I like to walk in cities, feel the electricity coming up through my feet, look at the people, at the buildings. If I lived in San Francisco, and wasn't on these stupid crutches, I probably would have gone over to City Lights Bookstore today. Or maybe not, but I could have. The last time I was in SF I walked over there with J, or maybe R, and there is just not enough time to spend browsing in that store. Or walking in that city. Or any city, for that matter. I just love walking in cities.
I got a card yesterday from a friend of mine who I haven't seen or heard from in a very long time. What a delight that was. He's living in San Francisco again, which made me wish I was there and could have spent the day walking around with him, talking politics and baseball, getting a burrito at La Cumbre, browsing through bookstores, maybe drinking some coffee, catching up.
As soon as I get off of crutches I'm going to prepare for a new chapter in my life. To begin, my next chapter will not include crutches. I may need a cane for awhile -- can't decide if that's really old-lady, like do I need to buy a flowered rayon house dress and orthopedic shoes and supp-hose, dye my hair blue if I get a cane, learn to bake pies -- or maybe it will be really cool, now that I've exhausted the "my chute didn't open" line I could come up with a new one: my horse refused to take the last jump, and threw me instead.
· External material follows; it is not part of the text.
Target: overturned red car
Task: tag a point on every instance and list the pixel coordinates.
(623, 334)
Something like that.
If I was artistic, I could paint little martini glasses with plastic stirers with cupie dolls on top all over the cane, and pretend that I'm carrying the cane because it's sophisticated, or maybe I tripped on my way out of some fabulous party. The cane would be temporary, and a real improvement over the crutches. But the fact is I want to be done with all of it. I want my life back!
They say every woman needs protection
They say every woman must fall
Still I swear I see my reflection
Somewhere so far above the Wall
I see my light come shining
From the West unto the East
Any day now, any day now
I shall be released
One more week of PT, then to the doctor on 9/28. I hope the doctor says I'm completely cured. Short of that, at least let me get off of these crutches. Let me drive. Release me from my confinement. I promise I'll be good. Any day now, any day now, I shall be released.